Resource Management Task Report (Maite Barroso)

  • What are the "advance scheduling" features mentioned for the RMS?
  • Plan to provide advance reservations?
  • Timeline for LSF and Condor support?
  • David Groep and Andrea Chierici volunteered to switch on the RMS and test it at their sites (NIKHEF development testbed and CNAF) once EDG 2.0 is deployed.
  • Many requests to provide accounting as a separate module; today it is part of the RMS. Estimated effort?
  • Maite will follow up with Thomas all these points.

 

ATF Report (Piotr Poznanski)

 

Integration Report (Sylvain Chapeland)

  • All sw for last integration must be ready 1st September.
  • Final integration will take place during the month of September. If some components are ready before (e.g. LCMAPS) they can be integrated during the summer.
  • Next release (2.1, testbed3) will be based on gcc 3.2.2 compiler. Start porting the middleware, if needed. Autobuild already set up to check if it works; have a look at:

http://datagrid.in2p3.fr/autobuild//rh7.3-gcc3.2.2/

 

CERN deployment of WP4 tools (German Cancio and Jan van Eldik)

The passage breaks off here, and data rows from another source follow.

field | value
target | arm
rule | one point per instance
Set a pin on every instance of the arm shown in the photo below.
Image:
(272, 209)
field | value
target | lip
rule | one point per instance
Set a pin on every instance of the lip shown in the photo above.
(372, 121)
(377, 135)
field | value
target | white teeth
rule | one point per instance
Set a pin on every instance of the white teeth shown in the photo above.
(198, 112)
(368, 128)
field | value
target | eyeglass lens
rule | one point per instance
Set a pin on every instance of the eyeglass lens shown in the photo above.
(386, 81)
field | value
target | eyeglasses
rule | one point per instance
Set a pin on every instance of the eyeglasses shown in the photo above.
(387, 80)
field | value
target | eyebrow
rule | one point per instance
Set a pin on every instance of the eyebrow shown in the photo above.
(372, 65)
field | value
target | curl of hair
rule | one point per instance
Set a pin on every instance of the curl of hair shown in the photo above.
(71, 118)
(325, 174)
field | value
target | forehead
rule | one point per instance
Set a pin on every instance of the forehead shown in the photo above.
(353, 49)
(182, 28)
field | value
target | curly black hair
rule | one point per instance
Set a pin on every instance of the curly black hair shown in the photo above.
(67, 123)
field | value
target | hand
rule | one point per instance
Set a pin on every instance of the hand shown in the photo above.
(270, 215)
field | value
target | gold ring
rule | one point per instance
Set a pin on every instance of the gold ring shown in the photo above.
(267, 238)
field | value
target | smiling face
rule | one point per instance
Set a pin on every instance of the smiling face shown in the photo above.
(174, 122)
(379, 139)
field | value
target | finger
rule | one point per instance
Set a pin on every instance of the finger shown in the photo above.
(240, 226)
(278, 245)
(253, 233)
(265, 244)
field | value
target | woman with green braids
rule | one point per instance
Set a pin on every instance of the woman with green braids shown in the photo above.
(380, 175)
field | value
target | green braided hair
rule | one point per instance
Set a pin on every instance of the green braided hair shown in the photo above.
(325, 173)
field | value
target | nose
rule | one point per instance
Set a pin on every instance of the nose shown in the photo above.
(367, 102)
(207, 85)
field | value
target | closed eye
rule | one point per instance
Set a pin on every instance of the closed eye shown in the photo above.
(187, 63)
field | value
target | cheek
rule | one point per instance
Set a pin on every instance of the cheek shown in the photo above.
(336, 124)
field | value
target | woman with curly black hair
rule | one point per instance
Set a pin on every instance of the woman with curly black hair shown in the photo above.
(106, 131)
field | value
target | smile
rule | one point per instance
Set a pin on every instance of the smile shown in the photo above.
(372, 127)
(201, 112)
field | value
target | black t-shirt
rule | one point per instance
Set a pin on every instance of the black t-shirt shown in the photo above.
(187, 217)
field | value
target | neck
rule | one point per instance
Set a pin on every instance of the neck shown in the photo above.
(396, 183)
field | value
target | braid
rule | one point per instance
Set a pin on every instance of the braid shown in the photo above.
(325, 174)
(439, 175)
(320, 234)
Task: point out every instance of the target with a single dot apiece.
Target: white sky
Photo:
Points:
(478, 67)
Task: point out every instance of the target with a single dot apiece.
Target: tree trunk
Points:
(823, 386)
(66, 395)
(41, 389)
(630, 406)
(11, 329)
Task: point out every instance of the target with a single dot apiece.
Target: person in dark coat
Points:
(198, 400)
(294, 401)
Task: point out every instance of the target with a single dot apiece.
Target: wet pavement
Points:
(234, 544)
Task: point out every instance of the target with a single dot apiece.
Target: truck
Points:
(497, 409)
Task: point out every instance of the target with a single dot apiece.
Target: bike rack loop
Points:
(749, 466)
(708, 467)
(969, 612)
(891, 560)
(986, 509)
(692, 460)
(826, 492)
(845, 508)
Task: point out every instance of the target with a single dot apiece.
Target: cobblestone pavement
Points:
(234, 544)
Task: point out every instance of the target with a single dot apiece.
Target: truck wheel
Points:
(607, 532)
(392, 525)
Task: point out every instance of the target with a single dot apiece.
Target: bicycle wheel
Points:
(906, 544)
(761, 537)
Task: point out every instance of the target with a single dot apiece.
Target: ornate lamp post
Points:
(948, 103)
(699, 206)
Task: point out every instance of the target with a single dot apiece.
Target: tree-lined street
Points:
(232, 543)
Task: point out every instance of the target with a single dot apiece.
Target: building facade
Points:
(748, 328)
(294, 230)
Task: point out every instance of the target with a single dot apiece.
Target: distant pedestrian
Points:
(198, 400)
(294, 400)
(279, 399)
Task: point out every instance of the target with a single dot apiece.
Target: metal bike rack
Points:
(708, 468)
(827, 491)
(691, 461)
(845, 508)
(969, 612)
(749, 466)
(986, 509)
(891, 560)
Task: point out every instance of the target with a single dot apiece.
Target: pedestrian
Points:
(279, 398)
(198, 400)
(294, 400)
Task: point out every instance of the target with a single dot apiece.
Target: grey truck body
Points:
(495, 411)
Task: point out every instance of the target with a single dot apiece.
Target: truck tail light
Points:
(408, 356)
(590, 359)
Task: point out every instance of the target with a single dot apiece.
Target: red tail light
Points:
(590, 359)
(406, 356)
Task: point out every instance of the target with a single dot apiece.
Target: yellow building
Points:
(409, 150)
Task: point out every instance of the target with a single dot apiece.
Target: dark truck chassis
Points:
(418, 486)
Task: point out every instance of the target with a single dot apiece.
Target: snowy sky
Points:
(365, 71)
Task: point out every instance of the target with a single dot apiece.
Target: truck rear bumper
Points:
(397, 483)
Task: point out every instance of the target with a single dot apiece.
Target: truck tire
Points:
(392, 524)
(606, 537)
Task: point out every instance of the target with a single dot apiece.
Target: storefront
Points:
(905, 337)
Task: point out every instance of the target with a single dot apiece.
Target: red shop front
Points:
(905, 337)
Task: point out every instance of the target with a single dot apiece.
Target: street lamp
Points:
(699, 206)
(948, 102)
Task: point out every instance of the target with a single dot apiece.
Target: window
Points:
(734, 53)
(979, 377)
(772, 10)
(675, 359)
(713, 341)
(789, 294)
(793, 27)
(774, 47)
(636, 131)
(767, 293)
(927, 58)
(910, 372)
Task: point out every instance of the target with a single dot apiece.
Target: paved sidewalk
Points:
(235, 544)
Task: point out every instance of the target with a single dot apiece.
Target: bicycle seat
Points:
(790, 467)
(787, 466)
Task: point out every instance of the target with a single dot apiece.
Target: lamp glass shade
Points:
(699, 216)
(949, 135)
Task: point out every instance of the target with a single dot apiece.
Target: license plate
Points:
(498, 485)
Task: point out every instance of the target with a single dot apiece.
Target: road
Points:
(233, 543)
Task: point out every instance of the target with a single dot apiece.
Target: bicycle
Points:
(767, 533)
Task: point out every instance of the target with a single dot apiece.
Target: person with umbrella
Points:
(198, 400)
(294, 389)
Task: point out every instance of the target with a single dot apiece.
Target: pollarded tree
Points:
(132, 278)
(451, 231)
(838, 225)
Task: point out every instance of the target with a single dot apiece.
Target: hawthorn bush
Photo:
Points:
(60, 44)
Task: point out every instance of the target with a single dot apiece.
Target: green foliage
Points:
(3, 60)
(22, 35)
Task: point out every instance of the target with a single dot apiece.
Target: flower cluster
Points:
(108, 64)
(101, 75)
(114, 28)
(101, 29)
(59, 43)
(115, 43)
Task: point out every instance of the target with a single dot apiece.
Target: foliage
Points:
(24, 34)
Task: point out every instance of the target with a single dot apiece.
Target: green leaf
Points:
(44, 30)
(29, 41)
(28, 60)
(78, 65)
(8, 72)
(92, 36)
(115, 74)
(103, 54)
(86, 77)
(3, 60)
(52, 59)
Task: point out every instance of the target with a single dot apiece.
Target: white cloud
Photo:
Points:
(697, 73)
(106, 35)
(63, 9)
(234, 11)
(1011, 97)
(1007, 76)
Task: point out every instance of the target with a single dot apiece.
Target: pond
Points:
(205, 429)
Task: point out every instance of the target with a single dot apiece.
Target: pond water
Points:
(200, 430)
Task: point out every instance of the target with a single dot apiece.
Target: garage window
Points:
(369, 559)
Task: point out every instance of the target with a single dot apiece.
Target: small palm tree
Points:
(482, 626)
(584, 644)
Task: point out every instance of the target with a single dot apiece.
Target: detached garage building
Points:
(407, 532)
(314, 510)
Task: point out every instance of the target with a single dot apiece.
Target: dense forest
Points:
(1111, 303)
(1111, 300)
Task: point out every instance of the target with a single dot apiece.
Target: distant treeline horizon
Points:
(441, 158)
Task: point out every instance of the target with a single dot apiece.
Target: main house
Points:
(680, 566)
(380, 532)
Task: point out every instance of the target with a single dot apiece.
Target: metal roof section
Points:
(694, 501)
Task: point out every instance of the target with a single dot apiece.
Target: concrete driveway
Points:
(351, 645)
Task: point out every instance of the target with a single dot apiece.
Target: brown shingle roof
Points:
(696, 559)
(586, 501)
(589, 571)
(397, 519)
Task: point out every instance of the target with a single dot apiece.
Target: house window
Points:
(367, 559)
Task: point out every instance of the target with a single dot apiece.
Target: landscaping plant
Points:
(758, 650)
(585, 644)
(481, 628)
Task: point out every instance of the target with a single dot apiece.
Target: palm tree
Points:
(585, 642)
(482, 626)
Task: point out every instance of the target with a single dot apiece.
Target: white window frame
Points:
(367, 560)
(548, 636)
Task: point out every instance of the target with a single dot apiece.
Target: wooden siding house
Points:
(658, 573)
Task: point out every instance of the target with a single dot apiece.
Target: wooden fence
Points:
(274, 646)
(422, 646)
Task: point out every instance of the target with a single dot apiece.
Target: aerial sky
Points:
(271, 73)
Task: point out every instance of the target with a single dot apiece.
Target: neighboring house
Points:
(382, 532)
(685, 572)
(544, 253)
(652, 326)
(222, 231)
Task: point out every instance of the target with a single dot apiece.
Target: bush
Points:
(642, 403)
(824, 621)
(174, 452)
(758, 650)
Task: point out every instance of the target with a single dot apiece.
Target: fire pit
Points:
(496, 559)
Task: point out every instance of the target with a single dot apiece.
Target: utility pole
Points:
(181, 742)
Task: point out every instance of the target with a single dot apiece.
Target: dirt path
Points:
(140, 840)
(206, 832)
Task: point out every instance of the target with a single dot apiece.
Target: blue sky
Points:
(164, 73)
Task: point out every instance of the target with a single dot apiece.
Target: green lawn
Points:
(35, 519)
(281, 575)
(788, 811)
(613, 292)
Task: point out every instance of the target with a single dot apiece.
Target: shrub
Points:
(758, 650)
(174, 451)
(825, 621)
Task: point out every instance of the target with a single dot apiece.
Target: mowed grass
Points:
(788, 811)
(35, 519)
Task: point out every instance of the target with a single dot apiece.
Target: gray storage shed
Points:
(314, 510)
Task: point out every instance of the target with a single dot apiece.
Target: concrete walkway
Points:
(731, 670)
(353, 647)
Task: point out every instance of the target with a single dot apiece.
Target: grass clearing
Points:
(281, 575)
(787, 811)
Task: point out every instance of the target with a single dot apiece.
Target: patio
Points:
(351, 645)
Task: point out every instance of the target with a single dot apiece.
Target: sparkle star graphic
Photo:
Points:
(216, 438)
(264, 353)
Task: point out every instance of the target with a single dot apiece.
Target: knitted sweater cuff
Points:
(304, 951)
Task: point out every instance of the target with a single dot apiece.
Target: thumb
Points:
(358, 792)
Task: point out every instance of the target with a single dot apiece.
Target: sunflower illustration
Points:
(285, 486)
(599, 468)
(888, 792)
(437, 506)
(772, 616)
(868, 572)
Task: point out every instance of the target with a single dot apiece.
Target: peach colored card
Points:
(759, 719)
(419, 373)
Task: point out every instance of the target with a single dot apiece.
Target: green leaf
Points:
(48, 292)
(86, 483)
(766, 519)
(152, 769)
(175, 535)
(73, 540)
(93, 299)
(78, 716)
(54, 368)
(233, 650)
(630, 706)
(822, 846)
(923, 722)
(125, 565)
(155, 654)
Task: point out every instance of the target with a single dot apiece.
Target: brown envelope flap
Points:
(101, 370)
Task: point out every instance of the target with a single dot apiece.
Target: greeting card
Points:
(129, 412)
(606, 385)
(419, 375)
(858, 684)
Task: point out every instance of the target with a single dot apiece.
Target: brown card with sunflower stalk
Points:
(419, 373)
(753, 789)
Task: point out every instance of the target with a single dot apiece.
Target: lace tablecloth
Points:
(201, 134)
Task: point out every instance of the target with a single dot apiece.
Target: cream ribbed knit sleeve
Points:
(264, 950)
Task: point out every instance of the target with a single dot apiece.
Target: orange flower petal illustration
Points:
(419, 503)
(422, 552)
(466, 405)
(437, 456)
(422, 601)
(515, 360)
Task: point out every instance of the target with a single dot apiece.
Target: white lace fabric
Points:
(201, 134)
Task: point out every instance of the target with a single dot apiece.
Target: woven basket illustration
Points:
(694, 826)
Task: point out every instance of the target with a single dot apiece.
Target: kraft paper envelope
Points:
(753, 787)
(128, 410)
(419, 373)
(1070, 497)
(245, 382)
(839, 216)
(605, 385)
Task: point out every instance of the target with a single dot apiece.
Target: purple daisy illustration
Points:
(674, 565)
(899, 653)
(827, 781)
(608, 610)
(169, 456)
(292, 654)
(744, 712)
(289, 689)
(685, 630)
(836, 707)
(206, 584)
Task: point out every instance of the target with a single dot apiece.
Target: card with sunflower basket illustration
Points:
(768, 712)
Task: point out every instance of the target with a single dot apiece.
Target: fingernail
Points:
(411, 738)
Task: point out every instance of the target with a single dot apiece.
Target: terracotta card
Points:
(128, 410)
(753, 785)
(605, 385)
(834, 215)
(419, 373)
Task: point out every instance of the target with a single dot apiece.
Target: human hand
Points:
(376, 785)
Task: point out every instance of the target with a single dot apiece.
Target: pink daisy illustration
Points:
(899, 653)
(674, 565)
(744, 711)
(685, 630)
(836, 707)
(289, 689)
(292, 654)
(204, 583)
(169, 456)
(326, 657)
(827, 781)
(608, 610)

  • discussion on accessing monitoring data from the central repository from outside the farm (Gilbert Grossdidier). This could be possible via grid monitoring. Not all fabric monitoring information can be populated to the grid level, mainly for security reasons.

 

ACTIONS (to be followed up at WP4 telephone conferences):

  • Lord: to store last version of FT mw in cvs, and make it work with autobuild (gcc 3.2.2 compiler). Deadline: June.
  • All tasks: start preparing migration to gcc 3.2.2
  • All tasks (driven by Piotr): package external interfaces separately according to developers’ guidelines.
  • David G. (NIKHEF) and Andrea C. (CNAF): switch on the RMS at their sites once the release EDG2.0 is deployed so that it can be tested in a real environment.